Notes

Music streaming versus downloads?

I think a lot about the future of online music lately. This morning I read this piece in Wired about Google’s supposed and suggested music strategy which basically states that going into the cloud with our music will solve a number of problems related to keeping files locally on your computer:

“But we’re approaching a major inflection point in the short history of digital music, a time when we stop administering our own music collections on local hard drives, and instead build them online, where they can be accessed on a multitude of connected devices — smartphones, netbooks, tablets, computers, televisions, bookshelf systems and cars — without the tedium of managing each and every file transfer by hand.”

Confront that vision with this one by Cory Doctorrow:

“People will go on using streaming services, of course. They may even pay for them. But people will also go on downloading.”

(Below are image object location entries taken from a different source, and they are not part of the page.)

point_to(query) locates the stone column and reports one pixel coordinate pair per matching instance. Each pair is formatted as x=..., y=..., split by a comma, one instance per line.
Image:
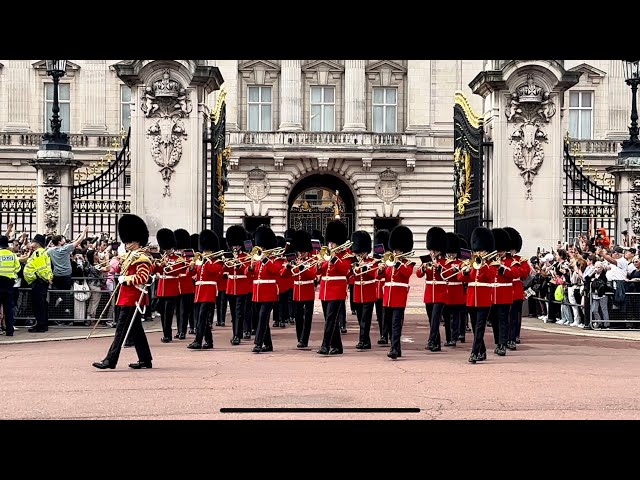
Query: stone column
x=54, y=184
x=291, y=96
x=355, y=98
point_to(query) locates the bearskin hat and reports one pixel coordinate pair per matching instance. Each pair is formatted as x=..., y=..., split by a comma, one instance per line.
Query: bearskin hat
x=265, y=238
x=516, y=238
x=453, y=243
x=436, y=239
x=236, y=235
x=166, y=239
x=336, y=232
x=183, y=239
x=382, y=238
x=208, y=240
x=482, y=240
x=361, y=242
x=401, y=238
x=501, y=239
x=133, y=229
x=301, y=241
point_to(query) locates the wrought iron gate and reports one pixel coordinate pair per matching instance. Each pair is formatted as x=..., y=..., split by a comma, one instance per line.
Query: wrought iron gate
x=99, y=202
x=586, y=205
x=467, y=167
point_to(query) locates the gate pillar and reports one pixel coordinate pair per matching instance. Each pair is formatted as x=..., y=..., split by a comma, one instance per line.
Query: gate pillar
x=523, y=169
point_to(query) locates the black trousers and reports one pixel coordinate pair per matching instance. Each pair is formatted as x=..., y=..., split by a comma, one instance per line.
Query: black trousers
x=263, y=332
x=202, y=312
x=434, y=312
x=304, y=317
x=499, y=317
x=364, y=312
x=394, y=316
x=236, y=305
x=479, y=317
x=137, y=334
x=331, y=337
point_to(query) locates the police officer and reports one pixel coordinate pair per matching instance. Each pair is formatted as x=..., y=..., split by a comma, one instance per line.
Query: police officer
x=37, y=273
x=9, y=268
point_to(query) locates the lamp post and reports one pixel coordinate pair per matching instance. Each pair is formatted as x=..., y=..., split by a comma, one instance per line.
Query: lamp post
x=55, y=139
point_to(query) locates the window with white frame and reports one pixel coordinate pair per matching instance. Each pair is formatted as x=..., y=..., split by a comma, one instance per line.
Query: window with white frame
x=323, y=109
x=259, y=109
x=385, y=110
x=125, y=107
x=581, y=115
x=64, y=102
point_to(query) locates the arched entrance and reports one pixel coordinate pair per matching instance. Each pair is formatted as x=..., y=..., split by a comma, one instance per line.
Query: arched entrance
x=313, y=203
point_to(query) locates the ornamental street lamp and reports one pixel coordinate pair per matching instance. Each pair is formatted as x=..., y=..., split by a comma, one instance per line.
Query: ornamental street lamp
x=55, y=139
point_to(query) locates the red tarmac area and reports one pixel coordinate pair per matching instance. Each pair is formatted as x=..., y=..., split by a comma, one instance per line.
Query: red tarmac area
x=550, y=376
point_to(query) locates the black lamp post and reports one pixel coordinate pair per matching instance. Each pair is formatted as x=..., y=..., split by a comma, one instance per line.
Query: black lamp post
x=631, y=147
x=56, y=140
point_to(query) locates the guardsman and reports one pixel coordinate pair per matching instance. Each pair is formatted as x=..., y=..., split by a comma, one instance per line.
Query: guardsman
x=365, y=285
x=397, y=272
x=264, y=271
x=238, y=284
x=9, y=268
x=167, y=289
x=133, y=296
x=478, y=276
x=333, y=286
x=515, y=313
x=435, y=287
x=207, y=275
x=38, y=274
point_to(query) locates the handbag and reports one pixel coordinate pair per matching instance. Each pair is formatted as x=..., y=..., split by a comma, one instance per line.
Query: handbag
x=82, y=293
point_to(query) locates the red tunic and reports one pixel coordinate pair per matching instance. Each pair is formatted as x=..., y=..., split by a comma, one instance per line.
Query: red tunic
x=138, y=270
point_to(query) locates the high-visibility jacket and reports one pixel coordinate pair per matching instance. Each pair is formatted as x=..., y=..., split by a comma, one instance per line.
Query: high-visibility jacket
x=38, y=266
x=9, y=264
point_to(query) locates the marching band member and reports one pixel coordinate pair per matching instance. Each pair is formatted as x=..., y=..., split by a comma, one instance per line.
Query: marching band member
x=396, y=287
x=515, y=313
x=238, y=284
x=333, y=288
x=502, y=290
x=435, y=290
x=477, y=276
x=208, y=273
x=168, y=289
x=365, y=286
x=381, y=238
x=133, y=295
x=264, y=272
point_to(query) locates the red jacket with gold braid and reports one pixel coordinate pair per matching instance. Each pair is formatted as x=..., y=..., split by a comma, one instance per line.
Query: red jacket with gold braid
x=238, y=283
x=265, y=275
x=167, y=282
x=138, y=269
x=333, y=281
x=479, y=286
x=435, y=288
x=365, y=286
x=396, y=285
x=208, y=274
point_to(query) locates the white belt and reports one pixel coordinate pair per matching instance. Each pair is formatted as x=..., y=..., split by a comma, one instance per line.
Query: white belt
x=396, y=284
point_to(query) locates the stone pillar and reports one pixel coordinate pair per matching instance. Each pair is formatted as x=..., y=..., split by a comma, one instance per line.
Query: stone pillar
x=54, y=184
x=291, y=96
x=355, y=98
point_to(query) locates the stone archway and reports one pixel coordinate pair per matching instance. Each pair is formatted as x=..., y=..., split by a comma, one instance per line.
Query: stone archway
x=313, y=203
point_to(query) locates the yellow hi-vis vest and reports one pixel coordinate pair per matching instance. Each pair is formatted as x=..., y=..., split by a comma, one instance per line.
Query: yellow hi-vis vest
x=9, y=264
x=38, y=266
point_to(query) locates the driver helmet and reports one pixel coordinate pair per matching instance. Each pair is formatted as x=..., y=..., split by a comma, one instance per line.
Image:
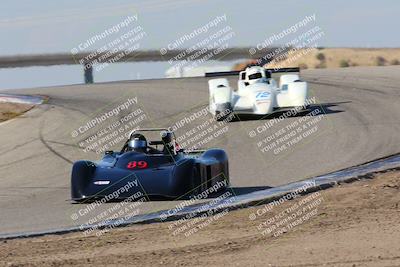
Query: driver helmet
x=254, y=74
x=138, y=143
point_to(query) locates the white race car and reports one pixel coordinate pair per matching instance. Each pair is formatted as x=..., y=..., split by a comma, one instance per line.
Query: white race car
x=257, y=92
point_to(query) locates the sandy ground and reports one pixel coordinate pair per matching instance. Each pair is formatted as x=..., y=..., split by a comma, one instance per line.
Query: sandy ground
x=11, y=110
x=349, y=225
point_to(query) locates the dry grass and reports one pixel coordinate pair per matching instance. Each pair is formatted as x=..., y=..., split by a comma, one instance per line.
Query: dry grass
x=12, y=110
x=339, y=57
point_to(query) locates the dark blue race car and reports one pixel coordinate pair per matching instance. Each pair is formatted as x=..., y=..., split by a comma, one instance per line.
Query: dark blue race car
x=155, y=169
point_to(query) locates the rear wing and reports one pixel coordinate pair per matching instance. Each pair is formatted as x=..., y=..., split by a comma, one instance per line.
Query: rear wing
x=236, y=72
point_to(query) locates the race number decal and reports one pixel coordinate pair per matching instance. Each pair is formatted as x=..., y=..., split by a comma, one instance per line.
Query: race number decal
x=262, y=95
x=137, y=164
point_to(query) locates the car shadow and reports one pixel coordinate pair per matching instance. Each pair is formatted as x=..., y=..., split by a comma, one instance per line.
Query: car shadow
x=324, y=108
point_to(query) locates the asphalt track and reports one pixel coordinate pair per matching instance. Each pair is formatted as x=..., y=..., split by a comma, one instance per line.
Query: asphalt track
x=361, y=122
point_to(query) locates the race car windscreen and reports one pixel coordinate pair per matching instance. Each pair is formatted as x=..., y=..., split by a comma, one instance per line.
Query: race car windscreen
x=255, y=76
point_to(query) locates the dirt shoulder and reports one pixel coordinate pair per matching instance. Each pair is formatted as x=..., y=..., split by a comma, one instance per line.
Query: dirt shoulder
x=353, y=224
x=12, y=110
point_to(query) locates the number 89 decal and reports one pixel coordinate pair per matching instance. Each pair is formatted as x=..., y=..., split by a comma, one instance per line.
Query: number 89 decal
x=137, y=164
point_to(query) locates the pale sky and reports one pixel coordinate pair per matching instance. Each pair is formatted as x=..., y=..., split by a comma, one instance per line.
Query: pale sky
x=44, y=26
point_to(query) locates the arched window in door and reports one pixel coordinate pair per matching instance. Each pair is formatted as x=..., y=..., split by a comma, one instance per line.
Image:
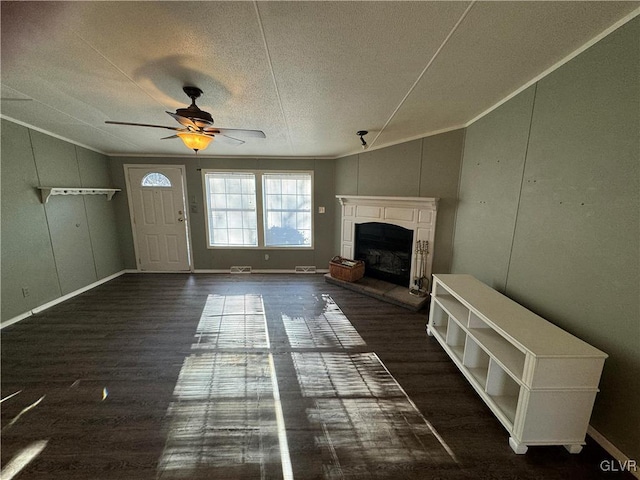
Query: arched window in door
x=155, y=179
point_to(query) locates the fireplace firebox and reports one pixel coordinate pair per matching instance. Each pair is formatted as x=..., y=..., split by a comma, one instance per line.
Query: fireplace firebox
x=386, y=250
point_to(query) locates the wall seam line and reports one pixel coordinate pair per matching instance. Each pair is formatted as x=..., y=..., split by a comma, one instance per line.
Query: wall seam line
x=457, y=199
x=524, y=168
x=86, y=214
x=46, y=215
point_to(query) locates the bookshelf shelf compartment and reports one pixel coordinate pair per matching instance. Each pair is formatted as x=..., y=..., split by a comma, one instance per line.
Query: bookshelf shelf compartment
x=528, y=371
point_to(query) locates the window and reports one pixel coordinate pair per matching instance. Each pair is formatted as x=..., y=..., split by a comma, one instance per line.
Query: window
x=287, y=209
x=155, y=179
x=259, y=209
x=231, y=202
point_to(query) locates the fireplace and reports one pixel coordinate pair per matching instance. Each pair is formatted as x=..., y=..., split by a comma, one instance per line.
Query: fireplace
x=386, y=251
x=415, y=216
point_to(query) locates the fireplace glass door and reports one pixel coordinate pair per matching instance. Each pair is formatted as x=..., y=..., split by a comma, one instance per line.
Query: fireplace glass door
x=386, y=251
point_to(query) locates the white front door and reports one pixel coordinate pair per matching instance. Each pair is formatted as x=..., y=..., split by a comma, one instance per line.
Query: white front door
x=159, y=217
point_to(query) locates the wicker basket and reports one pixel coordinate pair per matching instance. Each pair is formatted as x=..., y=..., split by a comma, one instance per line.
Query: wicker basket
x=346, y=269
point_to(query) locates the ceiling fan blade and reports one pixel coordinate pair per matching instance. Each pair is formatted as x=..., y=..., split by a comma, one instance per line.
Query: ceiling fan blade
x=230, y=140
x=187, y=122
x=237, y=131
x=141, y=125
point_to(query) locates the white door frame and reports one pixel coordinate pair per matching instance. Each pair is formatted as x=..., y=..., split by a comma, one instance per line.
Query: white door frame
x=183, y=174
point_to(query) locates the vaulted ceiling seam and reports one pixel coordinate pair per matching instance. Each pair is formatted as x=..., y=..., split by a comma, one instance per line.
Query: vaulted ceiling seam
x=424, y=70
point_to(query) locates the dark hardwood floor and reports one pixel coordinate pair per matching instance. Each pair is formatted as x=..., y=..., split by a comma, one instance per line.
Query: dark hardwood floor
x=249, y=376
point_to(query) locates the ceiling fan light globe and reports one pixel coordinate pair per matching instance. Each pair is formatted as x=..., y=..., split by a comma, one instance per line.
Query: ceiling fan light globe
x=195, y=141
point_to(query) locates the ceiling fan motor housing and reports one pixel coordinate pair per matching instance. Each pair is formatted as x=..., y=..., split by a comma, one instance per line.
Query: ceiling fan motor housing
x=192, y=111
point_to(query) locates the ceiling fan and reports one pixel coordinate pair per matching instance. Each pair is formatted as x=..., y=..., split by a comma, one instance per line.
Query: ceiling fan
x=197, y=125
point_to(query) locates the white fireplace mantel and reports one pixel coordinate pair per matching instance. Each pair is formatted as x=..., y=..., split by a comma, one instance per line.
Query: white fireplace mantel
x=414, y=213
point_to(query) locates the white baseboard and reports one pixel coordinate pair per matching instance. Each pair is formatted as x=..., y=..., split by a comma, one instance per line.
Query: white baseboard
x=272, y=270
x=58, y=300
x=613, y=451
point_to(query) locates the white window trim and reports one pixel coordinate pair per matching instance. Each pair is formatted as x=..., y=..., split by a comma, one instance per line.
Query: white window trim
x=259, y=209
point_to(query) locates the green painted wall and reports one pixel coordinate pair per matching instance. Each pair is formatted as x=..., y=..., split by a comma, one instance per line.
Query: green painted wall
x=428, y=167
x=56, y=248
x=205, y=258
x=550, y=209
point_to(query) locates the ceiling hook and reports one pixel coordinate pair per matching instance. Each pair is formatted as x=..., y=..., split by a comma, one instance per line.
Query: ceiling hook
x=361, y=134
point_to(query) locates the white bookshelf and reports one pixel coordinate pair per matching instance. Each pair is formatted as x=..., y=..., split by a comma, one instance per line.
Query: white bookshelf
x=539, y=380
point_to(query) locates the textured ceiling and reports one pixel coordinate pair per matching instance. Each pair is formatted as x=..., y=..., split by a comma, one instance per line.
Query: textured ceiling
x=309, y=74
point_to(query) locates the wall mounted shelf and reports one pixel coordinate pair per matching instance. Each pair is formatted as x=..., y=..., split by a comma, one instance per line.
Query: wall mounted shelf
x=47, y=192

Cory then goes on to describe a number of arguments in support of his view. On one side, he claims that people are collectors - think Seth Godin’s souvenir theory“People love souvenirs… a souvenir reminds them of the idea they’ve already been sold on.” - and on the other hand he mentions a number of technical issues that aren’t going to be solved in the near future like spectrum scarcity, coverage issues, and DRM.

I also believe in Cory’s vision that it’s going to be a combination of ways to enjoy music: locally and over the Net. What do you think?